Berry-Esseen Deserves More Praise

Everyone knows the Central Limit Theorem¹. In the simplest case, the theorem says that for independent draws from a population that is 'sufficiently well-behaved,' the probability statements that you can make about the sample mean converge, in the limit, to the probability statements you can make about a normal random variable with a mean given by the population mean and a variance given by the population variance over \(n\), the number of data points in your sample. In slightly gorier detail, if we have a sample of independent and identically distributed random variables \(X_{1}, \ldots, X_{n}\) with each having mean \(E[X] = \mu < \infty\) and variance \(\text{Var}(X) = \sigma^{2} < \infty\), then \[\frac{1}{n} \sum_{i = 1}^{n} X_{i} \xrightarrow{D} Y \sim N(\mu, \sigma^{2}/n).\]

This is a very nice theorem. It says that no matter what distribution the \(X_{i}\) have, as long as it's not too pathological², the sample mean can be treated like a normal random variable for probabilistic computations. And in statistics, these are the sorts of statements we'd like to make.

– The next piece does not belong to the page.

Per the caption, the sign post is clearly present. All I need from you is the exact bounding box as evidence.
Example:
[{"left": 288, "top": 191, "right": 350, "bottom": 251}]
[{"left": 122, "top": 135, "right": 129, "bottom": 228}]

This may seem weird. At least, it seemed weird to me the first time I heard it. What if I take the average of a bunch of Uniform(0, 1) random variables? That is, take a bunch of random variables sampled from the unit step function on \([0, 1]\), and take their average. That starts out decidedly non-normal. But in the limit, you get something that looks³ normal.

The flat curve, horizontal at 1, is the density of a uniform random variable. Each successive curve is the density of \(\bar{X}_{n}\) for larger and larger values of \(n\), going up to 19. As we'd expect, if you average a bunch of numbers between 0 and 1, their average stays between 0 and 1. But we see that, as the central limit theorem promises, the average becomes more and more normal, going from a triangular density at \(n = 2\) to something nearly indistinguishable from a normal density at \(n = 19\). Also as promised, the density becomes more and more concentrated around the true expected value, in this case \(1/2\), as the variance decreases like \(n^{-1/2}\).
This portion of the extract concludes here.